Em 13.ago.2024 foi iniciada uma conversa interna no Núcleo sobre abandonarmos completamente o X – simplesmente paramos de publicar por lá, deixar nosso perfil às moscas. O argumento era de que a qualidade da rede social havia caído muito nos últimos anos, especialmente como plataforma de distribuição e com transparência de dados.
Esse papo de sair já vinha de antes, mas dentro do Núcleo algumas pessoas ainda viam valor em continuar publicando. Finalmente, em uma reunião, decidimos por sair.
A data da saída: 2.set.2024. Criamos uma arte e um texto para anunciar a decisão, mas nesse meio tempo uma coisa inesperada aconteceu: o ministro do STF Alexandre de Moraes suspendeu o acesso ao X no Brasil por conta de descumprimento de ordens judiciais.
Isso frustrou nosso anúncio, mas também serviu como um teste para vermos os efeitos desse bloqueio involuntário pra gente. O impacto foi mínimo.
Boa parte de nossa comunidade já havia saído de lá, e os algoritmos certamente não estavam configurados para favorecer links externos nem jornalismo.
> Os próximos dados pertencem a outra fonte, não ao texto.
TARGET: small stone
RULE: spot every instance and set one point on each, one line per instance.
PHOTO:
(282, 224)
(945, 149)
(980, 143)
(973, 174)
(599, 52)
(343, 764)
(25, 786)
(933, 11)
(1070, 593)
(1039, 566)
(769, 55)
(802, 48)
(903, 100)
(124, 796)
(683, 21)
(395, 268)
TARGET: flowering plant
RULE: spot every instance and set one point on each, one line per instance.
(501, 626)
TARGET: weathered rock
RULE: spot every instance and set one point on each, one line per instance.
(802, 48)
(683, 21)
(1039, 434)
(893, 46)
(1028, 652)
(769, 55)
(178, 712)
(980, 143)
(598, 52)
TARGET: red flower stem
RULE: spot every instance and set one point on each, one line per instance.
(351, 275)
Há tempos o X/Twitter já não era uma grande referência para nós (leve em conta que somos um pequeno veículo independente).
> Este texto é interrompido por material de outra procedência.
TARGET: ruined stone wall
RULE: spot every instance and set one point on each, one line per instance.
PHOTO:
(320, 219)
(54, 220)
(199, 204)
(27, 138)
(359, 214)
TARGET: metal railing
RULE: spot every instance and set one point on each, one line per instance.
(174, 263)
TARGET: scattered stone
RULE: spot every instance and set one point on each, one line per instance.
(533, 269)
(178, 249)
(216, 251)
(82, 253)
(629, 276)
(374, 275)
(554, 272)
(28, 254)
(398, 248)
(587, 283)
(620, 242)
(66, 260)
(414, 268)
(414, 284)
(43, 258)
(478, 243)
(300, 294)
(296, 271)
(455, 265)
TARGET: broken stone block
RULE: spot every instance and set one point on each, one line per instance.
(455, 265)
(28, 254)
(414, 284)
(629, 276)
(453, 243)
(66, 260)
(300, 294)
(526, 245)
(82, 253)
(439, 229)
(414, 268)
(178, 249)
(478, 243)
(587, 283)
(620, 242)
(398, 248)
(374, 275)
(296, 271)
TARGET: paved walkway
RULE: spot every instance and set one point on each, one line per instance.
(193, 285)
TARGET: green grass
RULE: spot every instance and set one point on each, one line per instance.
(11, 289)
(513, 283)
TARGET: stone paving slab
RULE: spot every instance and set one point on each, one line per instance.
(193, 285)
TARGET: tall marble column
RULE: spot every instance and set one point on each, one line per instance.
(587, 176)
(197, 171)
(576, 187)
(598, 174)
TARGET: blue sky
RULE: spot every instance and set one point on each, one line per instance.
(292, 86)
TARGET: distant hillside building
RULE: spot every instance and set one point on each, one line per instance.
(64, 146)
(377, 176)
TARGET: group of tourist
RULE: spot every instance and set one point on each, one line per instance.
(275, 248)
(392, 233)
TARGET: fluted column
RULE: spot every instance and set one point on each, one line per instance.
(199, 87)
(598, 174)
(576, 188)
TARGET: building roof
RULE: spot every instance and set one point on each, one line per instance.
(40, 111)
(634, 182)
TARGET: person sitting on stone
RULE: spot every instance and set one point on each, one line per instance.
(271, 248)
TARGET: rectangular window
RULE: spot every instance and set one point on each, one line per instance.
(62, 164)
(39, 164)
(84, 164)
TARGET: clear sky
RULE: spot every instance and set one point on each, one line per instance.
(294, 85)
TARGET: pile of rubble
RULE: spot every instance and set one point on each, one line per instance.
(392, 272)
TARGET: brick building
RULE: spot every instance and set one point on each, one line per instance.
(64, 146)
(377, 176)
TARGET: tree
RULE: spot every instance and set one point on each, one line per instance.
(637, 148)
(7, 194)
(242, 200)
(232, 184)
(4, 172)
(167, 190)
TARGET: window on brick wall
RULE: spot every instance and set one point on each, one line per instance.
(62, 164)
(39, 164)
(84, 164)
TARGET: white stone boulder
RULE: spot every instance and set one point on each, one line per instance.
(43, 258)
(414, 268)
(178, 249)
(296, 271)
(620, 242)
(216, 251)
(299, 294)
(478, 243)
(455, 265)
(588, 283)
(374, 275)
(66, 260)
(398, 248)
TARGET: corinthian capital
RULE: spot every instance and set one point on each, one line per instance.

Vamos convir logo de cara: o Twitter nunca foi um mar de rosas.
Desinformação, violência e discurso de ódio, polarização política, articulações antidemocráticas – tava tudo lá, misturado com algumas coisas boas que a plataforma proporcionava. Elon Musk comprou o inferno, sem dúvida.
Mas, independentemente de qualquer coisa naquela rede, ainda era um lugar de influência para o noticiário, para a política e para a cultura. O Twitter pautava o mundo. Sem exagero: de Donald Trump e Jair Bolsonaro a LeBron James e Chadwick Boseman, o assunto do momento começava frequentemente por ali.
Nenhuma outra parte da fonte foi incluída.